The database processes data at several stages on the read path to discover where the data is stored, starting with the data in the memtable and finishing with SSTables:
  1. Check the memtable
  2. Check row cache, if enabled
  3. Check Bloom filter
  4. Find the partition offset in the partition index in the chunk cache/memory
  5. If any required index data is not present in the cache, pull it from disk
  6. Read the data from the uncompressed chunk cache
  7. If any required data chunk is not present in the cache:
    1. Locate the data on disk using the compression offset map
    2. Fetch the data from the SSTable on disk into the chunk cache
Figure: Read request flow

Row cache

Typical of any database, reads are fastest when the most in-demand data fits into memory. The operating system page cache is best at improving performance, although the row cache can provide some improvement for very read-intensive operations, where read operations are 95% of the load. Rowcache is not recommended for write-intensive operations. If the row cache is enabled, it stores a subset of the partition data stored on disk in the SSTables in memory. In DataStax Enterprise 5.0 and later, the row cache is stored in fully off-heap memory using an implementation that relieves garbage collection pressure in the Java Virtual Machine (JVM). The subset stored in the row cache uses a configurable amount of memory for a specified period of time. When the cache is full, the row cache uses LRU (least-recently-used) eviction to reclaim memory.

The row cache size is configurable, as is the number of rows to store. Configuring the number of rows to be stored is a useful feature, making a "Last 10 Items" query very fast to read. If row cache is enabled, desired partition data is read from the row cache, potentially saving two seeks to disk for the data. The rows stored in row cache are frequently accessed rows that are merged and saved to the rowcache from the SSTables as they are accessed. After storage, the data is available to later queries. The row cache is not write-through. If a write comes in for the row, the cache for that row is invalidated and is not cached again until the row is read. Similarly, if a partition is updated, the entire partition is removed from the cache. When the desired partition data is not found in the row cache, the bloom filteris checked.

Bloom filter

Each SSTable has an associated Bloom filter, which can establish that an SSTable does not contain certain partition data. A Bloom filter can also determine the likelihood that partition data is stored in an SSTable by narrowing the pool of keys, which increases partition key lookup.

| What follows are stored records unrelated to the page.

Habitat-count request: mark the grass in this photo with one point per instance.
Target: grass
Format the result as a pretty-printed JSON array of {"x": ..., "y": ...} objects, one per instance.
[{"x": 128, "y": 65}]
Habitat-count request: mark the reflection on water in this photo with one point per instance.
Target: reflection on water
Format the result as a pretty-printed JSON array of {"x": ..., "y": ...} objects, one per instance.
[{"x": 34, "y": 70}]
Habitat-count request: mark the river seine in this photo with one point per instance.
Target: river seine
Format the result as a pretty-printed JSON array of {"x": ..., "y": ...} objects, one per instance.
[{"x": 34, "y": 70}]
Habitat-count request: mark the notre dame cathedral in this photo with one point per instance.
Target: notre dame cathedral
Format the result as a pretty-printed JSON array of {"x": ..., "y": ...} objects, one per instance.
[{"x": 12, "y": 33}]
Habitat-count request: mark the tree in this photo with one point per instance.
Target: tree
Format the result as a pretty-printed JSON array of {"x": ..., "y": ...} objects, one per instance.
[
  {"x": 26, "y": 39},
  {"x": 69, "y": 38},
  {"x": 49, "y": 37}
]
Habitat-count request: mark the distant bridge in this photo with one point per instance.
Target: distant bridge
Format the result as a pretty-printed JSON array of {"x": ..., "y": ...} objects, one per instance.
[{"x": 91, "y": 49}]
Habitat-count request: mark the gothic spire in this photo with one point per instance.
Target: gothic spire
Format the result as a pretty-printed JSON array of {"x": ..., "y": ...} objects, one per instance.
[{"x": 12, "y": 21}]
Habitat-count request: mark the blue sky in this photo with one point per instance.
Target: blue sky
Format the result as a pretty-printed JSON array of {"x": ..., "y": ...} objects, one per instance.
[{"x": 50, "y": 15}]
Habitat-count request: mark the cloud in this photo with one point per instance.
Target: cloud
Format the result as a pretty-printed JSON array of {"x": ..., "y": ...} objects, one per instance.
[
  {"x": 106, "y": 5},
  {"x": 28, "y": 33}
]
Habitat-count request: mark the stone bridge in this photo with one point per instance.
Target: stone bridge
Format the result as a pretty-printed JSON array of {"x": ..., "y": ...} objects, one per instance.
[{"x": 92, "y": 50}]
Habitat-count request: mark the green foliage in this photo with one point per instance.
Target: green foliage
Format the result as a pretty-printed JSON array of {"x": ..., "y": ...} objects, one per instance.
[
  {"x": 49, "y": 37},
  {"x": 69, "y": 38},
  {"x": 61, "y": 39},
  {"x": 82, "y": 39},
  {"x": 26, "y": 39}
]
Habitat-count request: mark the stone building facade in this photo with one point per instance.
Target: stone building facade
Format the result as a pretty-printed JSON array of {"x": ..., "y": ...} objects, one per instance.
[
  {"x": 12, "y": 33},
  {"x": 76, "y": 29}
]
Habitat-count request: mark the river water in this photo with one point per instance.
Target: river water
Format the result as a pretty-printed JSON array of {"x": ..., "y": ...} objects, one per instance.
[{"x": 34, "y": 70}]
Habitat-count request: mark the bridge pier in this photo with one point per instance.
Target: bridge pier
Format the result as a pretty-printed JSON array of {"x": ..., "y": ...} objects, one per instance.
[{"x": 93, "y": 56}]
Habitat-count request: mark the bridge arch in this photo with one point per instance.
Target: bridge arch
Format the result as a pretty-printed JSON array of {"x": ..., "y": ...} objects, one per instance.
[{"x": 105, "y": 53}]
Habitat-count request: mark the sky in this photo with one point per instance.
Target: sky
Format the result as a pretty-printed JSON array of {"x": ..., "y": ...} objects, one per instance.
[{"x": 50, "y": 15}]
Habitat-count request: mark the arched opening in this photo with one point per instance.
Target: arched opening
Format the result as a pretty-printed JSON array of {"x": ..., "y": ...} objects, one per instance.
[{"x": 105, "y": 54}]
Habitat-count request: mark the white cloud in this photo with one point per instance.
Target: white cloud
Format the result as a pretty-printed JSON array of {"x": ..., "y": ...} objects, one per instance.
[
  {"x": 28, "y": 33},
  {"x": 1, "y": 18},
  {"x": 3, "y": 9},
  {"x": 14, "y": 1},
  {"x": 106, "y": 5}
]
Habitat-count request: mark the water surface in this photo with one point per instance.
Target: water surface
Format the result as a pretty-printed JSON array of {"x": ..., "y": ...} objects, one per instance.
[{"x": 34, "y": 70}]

The DSE database checks the Bloom filter to discover which SSTables are likely to have the requested partition data. If the Bloom filter does not rule out an SSTable, the DSE database checks the partition index. Not all SSTables identified by the Bloom filter will have data. Because the Bloom filter is a probabilistic function, it can sometimes return false positives.

The Bloom filter is stored in off-heap memory, and grows to approximately 1-2 gigabytes (GB) per billion partitions. In an extreme case, each row can have a partition, so a single machine can easily have billions of these entries. To trade memory for performance, tune the Bloom filter.

Partition index

The partition index maps partition keys to a row index and supports iteration from a partially specified partition position if required. The size of database partitions often varies. The partition index trie data structure uses a unique byte-ordered partition key prefixes to point to:
  • A row index for tables that have wide partitions
  • Directly to the data position in a file for tables that have partitions that only include a few rows or a single row

If a leaf of the trie is reached, then the prefix of the partition key matches some content in the file, but we are not yet sure if it is a full match for the partition key. The leaf node points to a place in the row index or data file. In either case, the first bytes at the specified position contain a serialization of the partition key, which is compared to the mapped key. If it matches, we have found the partition. If not, since the stored prefixes are unique, no data for this partition exists in the SSTable.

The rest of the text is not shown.